IN THE NEWS: MIT study suggests gas tax hike to improve car fuel efficiencyThursday, February 9, 2012
NY Daily News   (Browse all news)
By Josh Max
It’s official – we don’t want cars that get 200 or more miles to the gallon, and it’s consumers’ fault, not automakers’.
A new report issued by Massachusetts Institute of Technology economist Christopher Knittel says major innovations in miles-to-the-gallon have been stymied by cars that are larger and more powerful than they were 30 years ago.
Between 1980 and 2006, the average gas mileage of vehicles sold in the United States increased by slightly more than 15 percent — a relatively modest improvement, says Knittel. “But during that time, the average weight of those vehicles increased 26 percent, while their horsepower rose 107 percent. All factors being equal, fuel economy actually increased by 60 percent between 1980 and 2006.” If cars had stayed the same weight and size since 1980, says Knittel, we’d all be getting an average of 73 MPG instead of our current average of 27.
“Most of that technological progress has gone into [compensating for] weight and horsepower,” he says, adding that we ought to make drivers cough up for their own pollution.
“When it comes to climate change, leaving the market alone isn’t going to lead to the efficient outcome,” Knittel says. “The right starting point is a gas tax.”

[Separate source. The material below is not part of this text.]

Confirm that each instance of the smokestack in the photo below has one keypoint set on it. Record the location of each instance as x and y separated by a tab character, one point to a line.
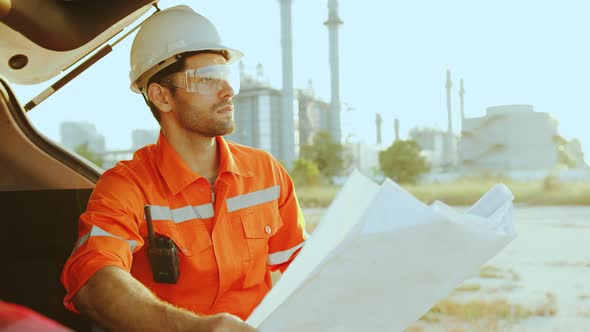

Knittel conducted his study by using data from auto trade journals, manufacturers and data from the National Highway Transportation Safety Administration, which revealed that Americans have chosen to buy larger, less fuel-efficient vehicles over the last 30 years despite far more public awareness of pollution, global warming and other serious environmental issues. In 1980, for example, light trucks accounted for about 20 percent of passenger vehicles sold in America. By 2004, light trucks, including SUVs, accounted for 51 percent of sales.
And despite current national gas prices being higher than they’ve ever been in the history of the internal combustion vehicle - $3.48 per regular gallon - gas prices dropped by 30 percent when adjusted for inflation between 1980 and 2004, Knittel says. The blame, he says, lies with the consumer, not the seller.
“I find little fault with the auto manufacturers, because there has been no incentive to put technologies into overall fuel economy,” Knittel says. “Firms are going to give consumers what they want, and if gas prices are low, consumers are going to want big, fast cars. I think 98 percent of economists would say that we need higher gas taxes.”